The benefits that are more difficult to quantify is the psychological impact on your child through this important stage of development. 

It is easy to notice the calming effects on your baby when they breastfeed, and that stress reduction and additional bonding time can provide foundational skills in relationship building and managing stress. 

An outsider may assume that continuing to breastfeed a toddler could make them too reliant on Mom; Less independent; and slower to develop. This can lead to people questioning why you would do this? 

Whereas in most cases the opposite is true. Being able to develop at their own pace can promote confidence and trusting nature. 

Not Everyone Has the Choice 

While these benefits all sound great, it is important to acknowledge that those who do not continue to feed are not letting their child down by any stretch.

There is any number of reasons why extended breastfeeding is not possible, or impractical.
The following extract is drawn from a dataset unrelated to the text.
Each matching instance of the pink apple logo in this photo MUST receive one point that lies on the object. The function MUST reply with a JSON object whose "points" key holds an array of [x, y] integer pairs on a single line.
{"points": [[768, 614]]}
Especially for working mothers. 

The pressure of pumping breast milk in and around a work day is difficult. Then there is storing it, cleaning it, not to mention lugging around a large breast pump and cooler bag all the time. 

There may also be physical limitations that also prevent Mom from keeping this up. So this article is not about judging those who do or, or do not continue to breastfeed. It is about the freedom to choose to be your own. 

When is the Right Time to Stop? 

The answer is whenever you want to.  Your baby may decide for you before that day comes. If they no longer want it, then you have your answer. 

Outside of this, you should continue to do so for as long as it feels right to you. Being influenced either way by outside factors is unfortunate and way too common, and no one has the right to tell you how you should raise your child.